【一純】
「これだから水泳ばかりやってる筋脳は困るのよね。少しは繊細な神経というものを養っていただきたいものだわ」
【一純】
「ノブレスオブリージュってご存じ? 文化を理解し育てることが、一国を代表する聖志館の子女たる者の義務なのよ」
【一純】
「水泳しすぎで半漁人に退化したあなたには、ちょっと難しかったかしら? ふふ……上流階級はいつも文化の養い手なのよ」
【美優】
「手術で悪いところ治ったみたいだけど、一番悪い頭は治せなかったみたいね」
【一純】
「はあ? 喧嘩売ってるのあんた」
【美優】
「あら、なんて繊細な発言かしら。
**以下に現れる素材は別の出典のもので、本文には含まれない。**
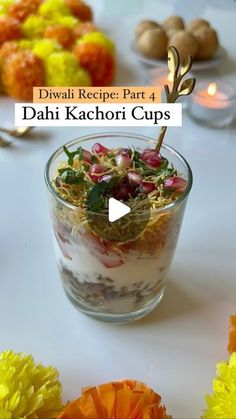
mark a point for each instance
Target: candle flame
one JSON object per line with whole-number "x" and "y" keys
{"x": 170, "y": 77}
{"x": 212, "y": 89}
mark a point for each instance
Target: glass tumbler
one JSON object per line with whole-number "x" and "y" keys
{"x": 112, "y": 280}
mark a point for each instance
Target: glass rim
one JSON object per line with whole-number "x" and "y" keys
{"x": 134, "y": 136}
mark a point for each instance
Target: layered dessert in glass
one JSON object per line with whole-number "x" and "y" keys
{"x": 116, "y": 271}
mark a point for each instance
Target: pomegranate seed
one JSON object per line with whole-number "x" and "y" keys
{"x": 176, "y": 183}
{"x": 134, "y": 178}
{"x": 123, "y": 158}
{"x": 96, "y": 170}
{"x": 100, "y": 149}
{"x": 105, "y": 178}
{"x": 87, "y": 156}
{"x": 147, "y": 187}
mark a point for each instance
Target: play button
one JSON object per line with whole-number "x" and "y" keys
{"x": 116, "y": 210}
{"x": 116, "y": 220}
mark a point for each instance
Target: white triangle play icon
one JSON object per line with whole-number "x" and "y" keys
{"x": 116, "y": 210}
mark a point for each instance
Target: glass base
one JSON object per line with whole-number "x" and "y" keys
{"x": 117, "y": 318}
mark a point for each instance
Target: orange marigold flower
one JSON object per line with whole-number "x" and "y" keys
{"x": 232, "y": 334}
{"x": 124, "y": 400}
{"x": 20, "y": 10}
{"x": 20, "y": 73}
{"x": 9, "y": 29}
{"x": 97, "y": 61}
{"x": 62, "y": 34}
{"x": 7, "y": 49}
{"x": 80, "y": 10}
{"x": 83, "y": 28}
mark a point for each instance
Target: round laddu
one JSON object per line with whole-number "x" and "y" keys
{"x": 195, "y": 24}
{"x": 170, "y": 32}
{"x": 173, "y": 22}
{"x": 144, "y": 26}
{"x": 208, "y": 43}
{"x": 153, "y": 43}
{"x": 185, "y": 43}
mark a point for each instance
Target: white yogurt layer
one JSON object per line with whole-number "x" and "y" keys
{"x": 132, "y": 269}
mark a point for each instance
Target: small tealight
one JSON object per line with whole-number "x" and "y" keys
{"x": 213, "y": 104}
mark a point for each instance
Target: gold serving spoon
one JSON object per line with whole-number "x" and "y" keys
{"x": 179, "y": 88}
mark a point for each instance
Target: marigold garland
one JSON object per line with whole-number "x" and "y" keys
{"x": 127, "y": 399}
{"x": 222, "y": 403}
{"x": 27, "y": 389}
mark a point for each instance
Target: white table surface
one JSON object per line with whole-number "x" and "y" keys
{"x": 174, "y": 349}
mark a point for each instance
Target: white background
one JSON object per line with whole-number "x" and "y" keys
{"x": 176, "y": 348}
{"x": 130, "y": 114}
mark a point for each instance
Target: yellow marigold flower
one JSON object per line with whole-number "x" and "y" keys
{"x": 34, "y": 26}
{"x": 45, "y": 47}
{"x": 4, "y": 6}
{"x": 51, "y": 9}
{"x": 222, "y": 403}
{"x": 28, "y": 390}
{"x": 69, "y": 21}
{"x": 98, "y": 38}
{"x": 26, "y": 44}
{"x": 62, "y": 69}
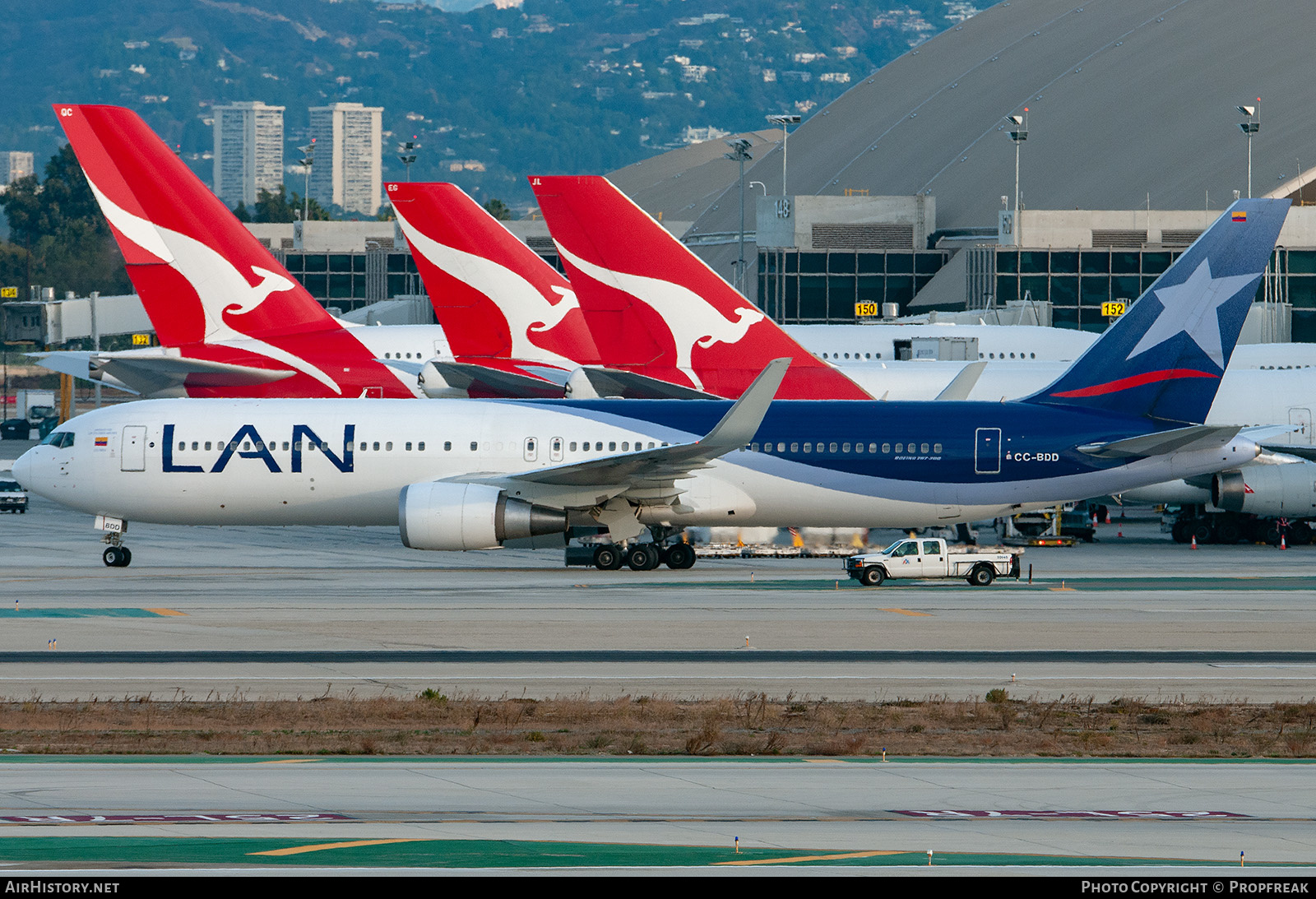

沸点の低さは相変わらずね」
【美優】
「大層にいってるけど、その文化とやらは放課後に部室で集まってお茶することなの? 大抵の文化系のクラブが実態がそれじゃない」
【美優】
「パトロンきどってお金ばら撒きたいのはわかるけど、あなたの趣味のために、体育会のほうにまで迷惑かけないで欲しいわね!」
【一純】
「地区予選の勝ち抜けないクラブに、予算なんて必要ありませんわ!」
にらみ合い火花を散らす、花園の乙女たち。